Thanks to one of Oxford Dictionary’s new words for 2021, “Blursday,” I’ve finally put my finger on what the last 730 (plus-some) days have felt like.
Except for the unforgettable, awful days when I have received news of the loss of someone important in my life, or the days when I have received “good news” like the birth of two great-grandchildren, “Blursday” is the perfect word to describe what each passing day has felt like.
Time seems to pass in increments of indistinguishable minutes, hours and soon, after what feels like “a blur” of time, it’s another day. Each day seems to pass with the same rhythm. Repeating itself over and over again, with little distinction from the last. Is it Monday or Tuesday? Is it the 5th or the 6th? I have to check to be sure.
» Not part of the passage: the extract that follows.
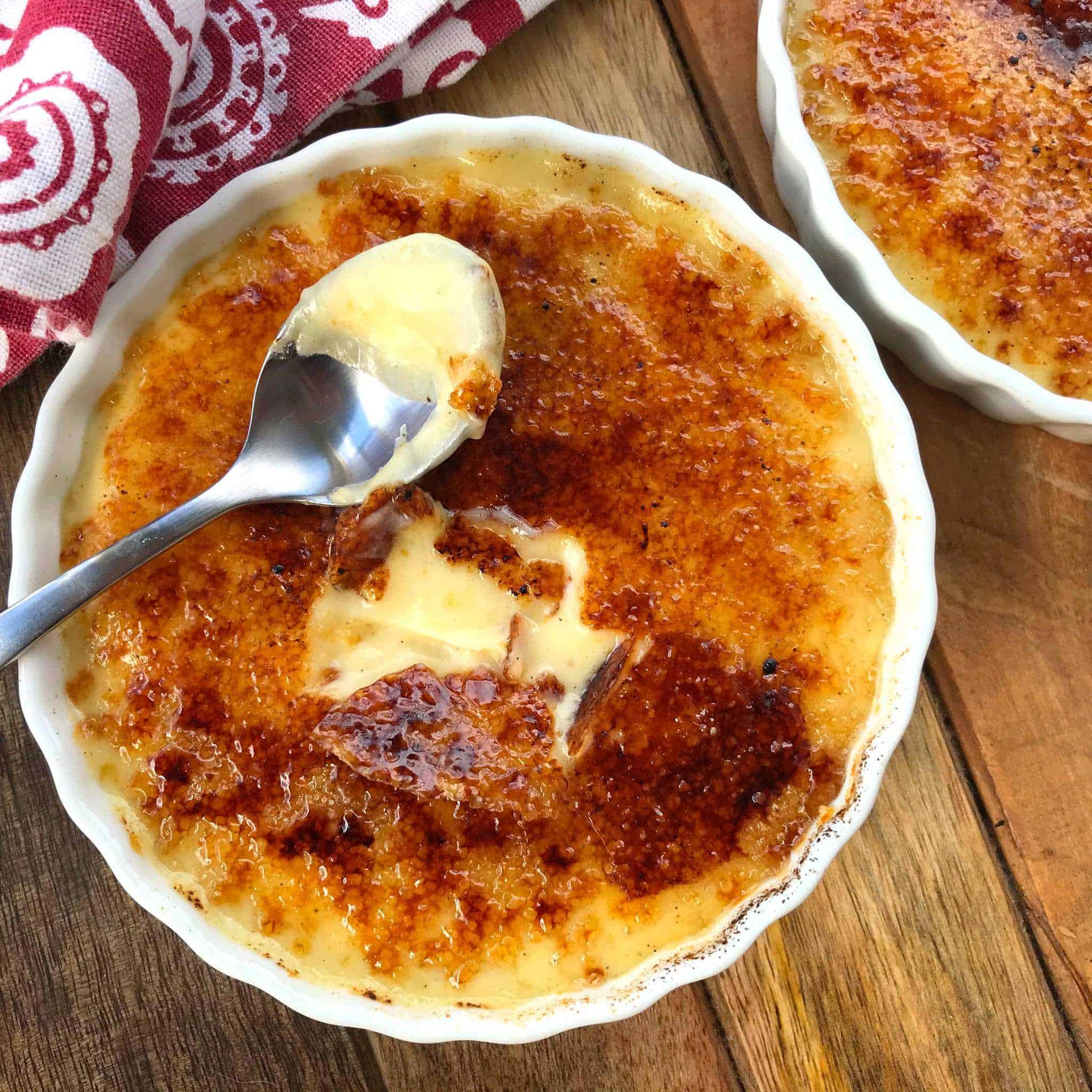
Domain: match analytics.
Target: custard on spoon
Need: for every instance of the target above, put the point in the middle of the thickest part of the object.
(382, 370)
Thank goodness that rhythm is frequently interrupted with an outgoing or incoming pleasant phone chat, an e-mail in my inbox or an unexpected note waiting for me in my P.O. box. They all remind me of how vital human connections are in my life, though those are rarely face-to-face these days.
Those connections remind me of how fortunate I am to have the many indistinguishable moments broken up by a phone chat with a friend, when we’ve laughed a lot, mostly at our aging selves. Sometimes there’s a thoughtful note waiting for me in my P.O. box, or a humorous email sent to me by someone who was thinking of me and took the time to let me know. Someone who wanted to make me smile.
And smile I do, thinking, “Lucky me, even in these troubled times.”